Orfani degli outlaw di tutto il mondo riunitevi, Sturgill Simpson è tornato a colpire ad un solo anno di distanza dal suo notevole esordio High Top Mountain. Sono stagioni di buon raccolto per il genere, mi pare di poter dire. Mentre aspettiamo il prossimo passo discografico di Jamey Johnson (sperando che a Nashville non gli cambino il vestito), appresa con piacere l'esistenza di atipici cowboy canadesi come Daniel Romano e Corb Lund, sulle tracce di Gram Parsons, possiamo aggiungere definitivamente anche il nome di Simpson alla grande tavola di questi novelli "fuorilegge". La voce di questo autore del Kentucky, trasferitosi nella capitale della country music, continua a ricordare paurosamente lo spirito di Waylon Jennings, sua vera, direi quasi esclusiva musa, anche se il qui ambizioso Metamodern Sounds in Country music (titolo un po' enfatico) cerca di allargare gli obiettivi, riuscendoci in parte. Registrato in soli quattro giorni presso gli studi di Dave Cobb (guarda caso un produttore che ha lavorato con talenti come Jason Isbell, il citato Jamey Johnson e Shooter Jennings...tanto per capire da che parte andiamo a parare), l'album, breve e dritto al punto come si direbbe, è stato concepito insieme alla touring band di Sturgill e senza le partecipazioni altisonanti che impreziosivano il suo debutto.

Sono infatti il basso di Kevin Black, la batteria di Miles Miller e soprattutto le chitarre di Laur Joamets a sostenere il vocione baritonale e potente di Simpson, senza troppi compromessi e cercando probabilmente di catturare in studio l'intesa del palco. Nella prima parte si può ben dire che ci siano riusciti: la cinquina iniziale è da leccarsi i baffi per chi insegue un country rock arcigno, tradizionale e fedele alla linea. Turtles All The Way Down, strano testo su amore, droga e religione (temi che insieme alla filosofia emergono in maniera singolare per un disco d country music), ispirato al dottore delle sperimentazioni allucinogene Rick Strassman, è un classico al primo istante, cadenzato outlaw country che sa di pieni anni Settanta, da qualche parte fra Jennings e Billy Joe Shaver. Life of Sin dà i 4/4 in partenza e si lancia in un ritmo honky tonk più pepato, mentre la slide di Living The Dream e le sue atmosfere bluesate si spostano sulle strade del Deep South. Chitarra e piano nella ballata Voices credo sbuchino direttamente dai solchi di Honky Tonk Heroes di Jennings, un santino che Sturgill Simpson non pare proprio voler mollare. Quando arriva Long White Line poi, è l'apoteosi della mitologia della strada, autentica truck drivin' song che esalta il suono crudo delle Telecaster (o almeno piace immaginarle così).

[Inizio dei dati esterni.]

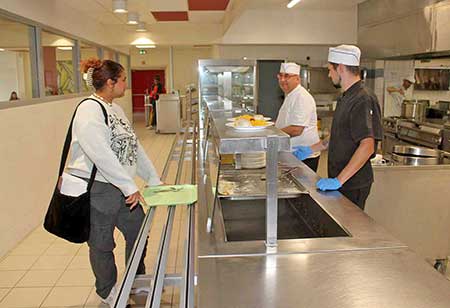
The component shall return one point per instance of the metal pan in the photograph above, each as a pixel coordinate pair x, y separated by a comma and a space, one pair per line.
415, 160
409, 150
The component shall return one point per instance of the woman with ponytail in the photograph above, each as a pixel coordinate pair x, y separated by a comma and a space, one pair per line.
119, 157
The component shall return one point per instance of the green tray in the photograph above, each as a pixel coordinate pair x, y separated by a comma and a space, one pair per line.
165, 195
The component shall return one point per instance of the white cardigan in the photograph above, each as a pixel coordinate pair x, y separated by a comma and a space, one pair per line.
114, 149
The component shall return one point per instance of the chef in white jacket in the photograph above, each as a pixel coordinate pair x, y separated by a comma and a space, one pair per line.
297, 116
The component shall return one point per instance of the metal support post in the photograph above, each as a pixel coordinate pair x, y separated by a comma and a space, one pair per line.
272, 191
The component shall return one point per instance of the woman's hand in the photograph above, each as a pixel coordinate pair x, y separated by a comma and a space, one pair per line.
134, 199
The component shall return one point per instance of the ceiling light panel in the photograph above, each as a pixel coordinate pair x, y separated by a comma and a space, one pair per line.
120, 6
292, 3
141, 27
169, 5
170, 16
133, 18
212, 17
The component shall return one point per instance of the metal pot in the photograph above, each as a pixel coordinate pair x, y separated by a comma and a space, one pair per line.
415, 109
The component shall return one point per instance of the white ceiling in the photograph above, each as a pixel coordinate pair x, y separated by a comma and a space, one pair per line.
101, 10
203, 27
305, 4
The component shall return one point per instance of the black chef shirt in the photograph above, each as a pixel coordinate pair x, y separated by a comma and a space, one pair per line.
357, 117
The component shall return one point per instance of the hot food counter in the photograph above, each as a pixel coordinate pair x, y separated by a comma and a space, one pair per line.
326, 251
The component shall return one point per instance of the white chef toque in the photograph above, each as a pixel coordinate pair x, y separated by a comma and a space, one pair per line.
290, 68
344, 54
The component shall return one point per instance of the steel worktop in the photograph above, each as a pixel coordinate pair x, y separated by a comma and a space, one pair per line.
358, 279
369, 268
230, 141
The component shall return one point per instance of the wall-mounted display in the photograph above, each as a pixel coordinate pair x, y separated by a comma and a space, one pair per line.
432, 79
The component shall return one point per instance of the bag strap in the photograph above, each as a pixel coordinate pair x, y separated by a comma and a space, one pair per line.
66, 148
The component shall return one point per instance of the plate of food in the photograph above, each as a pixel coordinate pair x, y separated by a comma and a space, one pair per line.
247, 125
249, 117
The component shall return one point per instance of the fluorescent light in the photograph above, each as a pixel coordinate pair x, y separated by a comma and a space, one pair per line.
120, 6
145, 46
141, 27
292, 3
142, 41
133, 18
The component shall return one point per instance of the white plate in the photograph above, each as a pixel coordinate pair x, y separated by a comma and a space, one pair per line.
249, 129
236, 118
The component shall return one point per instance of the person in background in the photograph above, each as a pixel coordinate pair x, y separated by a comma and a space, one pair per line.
398, 94
297, 116
157, 89
13, 96
355, 130
119, 157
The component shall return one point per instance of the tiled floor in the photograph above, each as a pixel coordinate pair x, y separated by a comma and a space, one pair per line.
44, 271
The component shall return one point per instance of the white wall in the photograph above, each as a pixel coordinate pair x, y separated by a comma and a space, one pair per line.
281, 26
433, 96
58, 15
298, 53
185, 61
32, 138
8, 75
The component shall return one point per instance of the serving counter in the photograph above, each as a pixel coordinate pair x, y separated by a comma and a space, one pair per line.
328, 254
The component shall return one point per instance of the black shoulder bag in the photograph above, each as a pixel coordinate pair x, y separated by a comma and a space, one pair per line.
69, 217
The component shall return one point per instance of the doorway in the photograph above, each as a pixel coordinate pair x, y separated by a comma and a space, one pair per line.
142, 80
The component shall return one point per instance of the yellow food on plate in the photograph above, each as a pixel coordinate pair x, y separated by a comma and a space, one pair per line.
245, 116
258, 122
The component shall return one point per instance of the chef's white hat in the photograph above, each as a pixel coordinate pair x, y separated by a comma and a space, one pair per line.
410, 78
344, 54
290, 68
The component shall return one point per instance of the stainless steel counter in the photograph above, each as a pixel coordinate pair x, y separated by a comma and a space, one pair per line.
368, 268
413, 203
365, 233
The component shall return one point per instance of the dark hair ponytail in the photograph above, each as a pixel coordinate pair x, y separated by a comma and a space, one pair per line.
103, 70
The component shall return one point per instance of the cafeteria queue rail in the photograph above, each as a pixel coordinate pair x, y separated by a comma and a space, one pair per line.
153, 285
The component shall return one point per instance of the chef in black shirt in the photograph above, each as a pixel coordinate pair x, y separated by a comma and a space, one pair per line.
355, 131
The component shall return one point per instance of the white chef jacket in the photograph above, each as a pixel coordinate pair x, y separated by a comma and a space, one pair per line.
299, 108
394, 104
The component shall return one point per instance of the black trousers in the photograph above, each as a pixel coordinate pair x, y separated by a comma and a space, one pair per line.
153, 123
358, 196
312, 163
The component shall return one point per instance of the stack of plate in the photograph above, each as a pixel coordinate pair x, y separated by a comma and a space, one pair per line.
253, 160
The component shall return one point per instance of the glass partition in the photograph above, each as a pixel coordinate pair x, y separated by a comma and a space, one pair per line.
15, 62
123, 59
86, 52
59, 76
232, 81
108, 54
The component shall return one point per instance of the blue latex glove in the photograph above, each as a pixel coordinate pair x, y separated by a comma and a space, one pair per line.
302, 152
328, 184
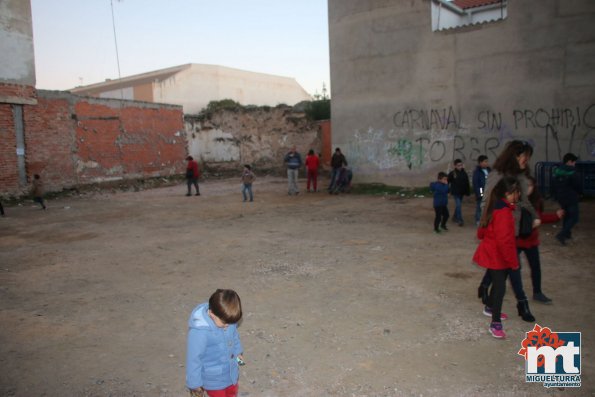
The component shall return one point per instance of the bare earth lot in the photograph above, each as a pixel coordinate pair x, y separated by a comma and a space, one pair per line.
343, 295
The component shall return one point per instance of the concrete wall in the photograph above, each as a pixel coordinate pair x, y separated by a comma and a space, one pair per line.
260, 136
17, 63
407, 101
196, 86
72, 140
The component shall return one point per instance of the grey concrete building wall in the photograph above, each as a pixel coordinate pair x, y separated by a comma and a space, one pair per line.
407, 101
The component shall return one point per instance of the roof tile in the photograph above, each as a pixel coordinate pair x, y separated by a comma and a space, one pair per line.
466, 4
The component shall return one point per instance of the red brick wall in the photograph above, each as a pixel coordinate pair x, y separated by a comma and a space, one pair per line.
73, 140
49, 142
9, 178
16, 93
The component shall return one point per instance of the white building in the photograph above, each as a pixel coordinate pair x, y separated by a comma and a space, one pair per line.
194, 85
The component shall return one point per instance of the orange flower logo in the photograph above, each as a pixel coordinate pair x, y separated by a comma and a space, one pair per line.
539, 337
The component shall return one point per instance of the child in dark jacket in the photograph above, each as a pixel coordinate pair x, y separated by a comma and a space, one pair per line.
568, 187
480, 175
497, 248
440, 190
530, 245
459, 187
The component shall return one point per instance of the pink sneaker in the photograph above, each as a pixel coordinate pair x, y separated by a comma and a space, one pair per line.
488, 312
497, 331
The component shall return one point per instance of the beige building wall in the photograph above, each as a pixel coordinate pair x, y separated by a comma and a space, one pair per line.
17, 62
193, 86
407, 101
196, 86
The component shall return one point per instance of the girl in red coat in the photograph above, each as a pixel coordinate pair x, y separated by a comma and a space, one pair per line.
530, 245
497, 249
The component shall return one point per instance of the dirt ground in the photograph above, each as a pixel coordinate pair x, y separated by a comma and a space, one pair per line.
347, 295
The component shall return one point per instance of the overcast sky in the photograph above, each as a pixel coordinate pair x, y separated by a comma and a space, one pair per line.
74, 39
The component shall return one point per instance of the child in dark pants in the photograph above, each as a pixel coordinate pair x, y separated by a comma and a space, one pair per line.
440, 190
497, 250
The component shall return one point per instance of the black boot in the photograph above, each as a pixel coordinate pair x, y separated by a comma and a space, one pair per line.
524, 312
482, 292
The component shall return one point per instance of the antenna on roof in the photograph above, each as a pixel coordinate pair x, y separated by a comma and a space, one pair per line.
116, 42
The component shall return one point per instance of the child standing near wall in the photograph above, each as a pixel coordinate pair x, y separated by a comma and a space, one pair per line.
497, 249
440, 190
459, 187
480, 175
312, 164
37, 191
247, 180
530, 245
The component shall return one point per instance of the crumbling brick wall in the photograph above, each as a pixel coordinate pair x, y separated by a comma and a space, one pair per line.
261, 136
72, 140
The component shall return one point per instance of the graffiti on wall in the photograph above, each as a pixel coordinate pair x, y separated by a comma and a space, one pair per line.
421, 138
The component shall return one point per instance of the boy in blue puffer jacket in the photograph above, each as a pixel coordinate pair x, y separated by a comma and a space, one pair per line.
214, 351
440, 190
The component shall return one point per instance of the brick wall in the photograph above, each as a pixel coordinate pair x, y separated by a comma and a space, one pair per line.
72, 140
9, 179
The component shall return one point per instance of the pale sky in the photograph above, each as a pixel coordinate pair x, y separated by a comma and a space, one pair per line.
74, 39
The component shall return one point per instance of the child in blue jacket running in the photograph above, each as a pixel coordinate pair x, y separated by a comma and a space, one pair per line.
214, 351
440, 190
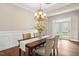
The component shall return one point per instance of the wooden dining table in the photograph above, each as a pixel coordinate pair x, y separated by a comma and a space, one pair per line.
33, 45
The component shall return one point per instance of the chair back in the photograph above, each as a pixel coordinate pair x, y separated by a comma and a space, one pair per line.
56, 41
27, 36
48, 46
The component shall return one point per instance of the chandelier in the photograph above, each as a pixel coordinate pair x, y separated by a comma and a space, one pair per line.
40, 15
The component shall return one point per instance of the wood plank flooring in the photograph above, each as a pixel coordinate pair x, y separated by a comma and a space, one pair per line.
66, 48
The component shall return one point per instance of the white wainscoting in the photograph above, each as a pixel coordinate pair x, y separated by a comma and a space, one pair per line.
9, 39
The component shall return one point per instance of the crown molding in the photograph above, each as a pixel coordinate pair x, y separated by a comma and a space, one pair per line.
24, 7
74, 8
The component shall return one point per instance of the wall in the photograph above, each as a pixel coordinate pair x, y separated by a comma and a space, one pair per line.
13, 18
74, 23
14, 21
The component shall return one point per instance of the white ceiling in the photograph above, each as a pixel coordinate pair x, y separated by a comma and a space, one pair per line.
46, 6
36, 6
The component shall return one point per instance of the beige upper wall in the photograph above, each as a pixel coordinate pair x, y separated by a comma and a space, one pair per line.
13, 18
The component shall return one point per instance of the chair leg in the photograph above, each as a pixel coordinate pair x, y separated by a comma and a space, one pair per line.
57, 51
19, 52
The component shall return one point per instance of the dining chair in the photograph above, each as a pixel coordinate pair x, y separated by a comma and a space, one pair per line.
45, 50
25, 36
55, 46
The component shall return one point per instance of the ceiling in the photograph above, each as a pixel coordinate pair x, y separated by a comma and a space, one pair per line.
45, 6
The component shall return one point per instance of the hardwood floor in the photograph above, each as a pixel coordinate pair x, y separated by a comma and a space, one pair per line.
66, 48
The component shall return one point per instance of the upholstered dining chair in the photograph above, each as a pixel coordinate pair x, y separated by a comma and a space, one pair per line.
46, 50
55, 46
25, 36
51, 44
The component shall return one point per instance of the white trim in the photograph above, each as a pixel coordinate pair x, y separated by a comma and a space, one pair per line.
24, 7
64, 11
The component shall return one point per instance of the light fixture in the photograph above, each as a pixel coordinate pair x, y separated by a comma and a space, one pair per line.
40, 15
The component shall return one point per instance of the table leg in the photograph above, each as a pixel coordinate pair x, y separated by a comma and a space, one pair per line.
30, 52
19, 52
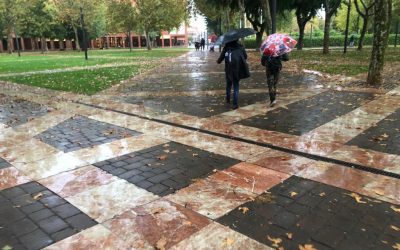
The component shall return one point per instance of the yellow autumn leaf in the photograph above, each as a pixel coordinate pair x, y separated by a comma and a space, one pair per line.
161, 243
244, 209
357, 198
307, 247
395, 209
394, 228
228, 242
275, 241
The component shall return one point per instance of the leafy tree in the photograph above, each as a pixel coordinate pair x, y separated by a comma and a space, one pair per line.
382, 18
122, 17
10, 12
68, 11
39, 22
331, 7
365, 10
305, 10
157, 15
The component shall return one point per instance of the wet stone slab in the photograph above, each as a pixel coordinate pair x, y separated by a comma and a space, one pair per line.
82, 132
33, 217
166, 168
200, 106
300, 211
305, 115
384, 137
4, 163
215, 81
14, 112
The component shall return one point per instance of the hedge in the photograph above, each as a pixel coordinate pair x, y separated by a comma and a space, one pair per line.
333, 41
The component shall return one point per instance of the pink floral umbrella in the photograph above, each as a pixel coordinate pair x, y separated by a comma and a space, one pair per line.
277, 44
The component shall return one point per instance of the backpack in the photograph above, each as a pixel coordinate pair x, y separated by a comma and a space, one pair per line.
228, 56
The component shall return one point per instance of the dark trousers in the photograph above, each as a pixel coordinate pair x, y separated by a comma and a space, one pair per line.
235, 92
272, 81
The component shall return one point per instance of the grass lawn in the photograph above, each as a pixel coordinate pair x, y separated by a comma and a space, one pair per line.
350, 64
84, 81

La curiosa scelta di reinterpretare in chiave country romantica il brano The Promise, un ripescaggio del trio dance pop inglese When In Rome, o i giochetti moderni con i loop ritmici infilati nella psichedelica It Ain't All Flowers la dicono lunga sul presunto conservatorismo e la macanza di originalità di artisti come Simpson. Sono forse degli "stilisti", ma non si prendono troppo sul serio: la trovata funziona, anche se non nego che lo sbuffare rockabilly alla Johny Cash di A Little Light Within' (un minuto e mezzo di vera goduria) o il dolce walzer di Pan Bowl piazzata come bonus track siano alla fine più efficaci. La conferma che aspettavamo, Sturgill Simpson è un osso duro.